The Salesian House of Studies has not changed much since it was built on a Hong Kong hillside in the 1930s. But the city around it has altered beyond recognition. Tower blocks, main roads and schools have sprung up and engulfed the mission house. The soundtrack of the presumably once tranquil retreat is now a symphony of constant drilling, rushing traffic and workmen shouting.

Cardinal Joseph Zen himself greets me at the door of the mission house. The humble building is where he began his studies in 1948, when he travelled to the island from his home in Shanghai just a year before Mao Zedong seized control of the mainland. After standing down as Bishop of Hong Kong in 2009, he has returned to the place where it all began for his retirement.
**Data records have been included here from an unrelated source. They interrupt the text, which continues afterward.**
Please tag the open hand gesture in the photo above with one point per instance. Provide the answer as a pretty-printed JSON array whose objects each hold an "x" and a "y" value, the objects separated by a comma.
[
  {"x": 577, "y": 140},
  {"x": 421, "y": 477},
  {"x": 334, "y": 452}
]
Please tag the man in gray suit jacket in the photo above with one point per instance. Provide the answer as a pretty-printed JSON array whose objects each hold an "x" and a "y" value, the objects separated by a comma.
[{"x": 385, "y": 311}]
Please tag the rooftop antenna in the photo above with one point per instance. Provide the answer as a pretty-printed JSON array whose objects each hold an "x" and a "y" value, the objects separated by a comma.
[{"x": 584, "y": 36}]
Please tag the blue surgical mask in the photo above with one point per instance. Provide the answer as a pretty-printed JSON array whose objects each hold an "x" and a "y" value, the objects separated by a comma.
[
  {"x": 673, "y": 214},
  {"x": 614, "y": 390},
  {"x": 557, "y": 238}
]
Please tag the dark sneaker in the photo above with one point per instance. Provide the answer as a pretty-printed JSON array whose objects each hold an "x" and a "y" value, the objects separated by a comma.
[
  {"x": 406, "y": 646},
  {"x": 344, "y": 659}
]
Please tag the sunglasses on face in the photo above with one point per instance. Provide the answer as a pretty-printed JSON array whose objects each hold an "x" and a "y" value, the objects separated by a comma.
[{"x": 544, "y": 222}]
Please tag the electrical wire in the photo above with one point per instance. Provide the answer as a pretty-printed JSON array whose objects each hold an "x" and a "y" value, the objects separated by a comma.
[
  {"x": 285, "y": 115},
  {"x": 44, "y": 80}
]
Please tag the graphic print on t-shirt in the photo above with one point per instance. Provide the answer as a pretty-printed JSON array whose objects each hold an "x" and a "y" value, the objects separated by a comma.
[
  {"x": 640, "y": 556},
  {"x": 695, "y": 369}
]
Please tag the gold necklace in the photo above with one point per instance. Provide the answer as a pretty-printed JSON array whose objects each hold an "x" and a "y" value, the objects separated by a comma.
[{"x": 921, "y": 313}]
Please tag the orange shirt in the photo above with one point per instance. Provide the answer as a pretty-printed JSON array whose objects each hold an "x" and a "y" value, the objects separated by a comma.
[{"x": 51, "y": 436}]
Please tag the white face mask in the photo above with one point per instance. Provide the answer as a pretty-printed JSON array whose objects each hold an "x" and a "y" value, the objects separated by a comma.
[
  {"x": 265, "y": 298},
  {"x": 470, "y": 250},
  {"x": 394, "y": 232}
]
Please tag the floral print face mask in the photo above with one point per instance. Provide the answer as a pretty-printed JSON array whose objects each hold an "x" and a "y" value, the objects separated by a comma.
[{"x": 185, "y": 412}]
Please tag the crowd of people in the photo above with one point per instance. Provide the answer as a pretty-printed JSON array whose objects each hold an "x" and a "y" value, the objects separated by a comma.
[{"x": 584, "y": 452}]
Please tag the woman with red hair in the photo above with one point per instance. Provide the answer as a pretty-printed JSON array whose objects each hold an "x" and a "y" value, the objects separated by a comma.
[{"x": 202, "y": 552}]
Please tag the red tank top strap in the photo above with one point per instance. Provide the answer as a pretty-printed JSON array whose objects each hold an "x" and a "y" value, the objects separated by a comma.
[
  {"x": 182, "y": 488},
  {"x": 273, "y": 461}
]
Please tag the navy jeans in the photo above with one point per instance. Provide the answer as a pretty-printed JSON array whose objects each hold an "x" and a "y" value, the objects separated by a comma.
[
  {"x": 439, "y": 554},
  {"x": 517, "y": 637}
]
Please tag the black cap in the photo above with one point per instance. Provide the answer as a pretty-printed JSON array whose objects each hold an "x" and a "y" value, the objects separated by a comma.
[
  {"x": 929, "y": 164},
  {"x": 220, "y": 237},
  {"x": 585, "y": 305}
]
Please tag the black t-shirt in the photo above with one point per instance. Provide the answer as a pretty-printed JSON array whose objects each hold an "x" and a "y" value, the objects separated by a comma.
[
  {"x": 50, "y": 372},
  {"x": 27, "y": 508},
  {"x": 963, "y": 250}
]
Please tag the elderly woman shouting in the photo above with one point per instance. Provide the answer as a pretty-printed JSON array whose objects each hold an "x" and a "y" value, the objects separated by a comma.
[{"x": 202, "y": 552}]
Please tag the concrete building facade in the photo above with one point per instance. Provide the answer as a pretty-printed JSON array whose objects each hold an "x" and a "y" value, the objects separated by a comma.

It is not just the landscape around the mission house that has been transformed during Zen’s ecclesiastical career. On July 1, 1997, the handover of the British territory to the Chinese government took place in accordance with the “one country, two systems” principle, granting Hong Kong the right to retain its capitalist economy and political structure.

“I think at the time of the handover there were many different expectations,” says Zen. “Some were very optimistic, some pessimistic. There was a promise of ‘one country, two systems’. But I never believed that it could really work because the communists simply cannot understand our system. The fact is that the 20 years of Chinese control are 20 years of fighting.”

And Cardinal Zen, who only seems to be his 85 years when he cups a hand round his ear to hear what you are saying more clearly, has been a constant figure at the frontline of that fight.

His outspoken personality contrasts with that of his favourite biblical character, St Joseph, whom the cardinal describes as quiet and humble. “He says no word in the Holy Scripture, but I’m not like him. I envy him: I talk the whole time.”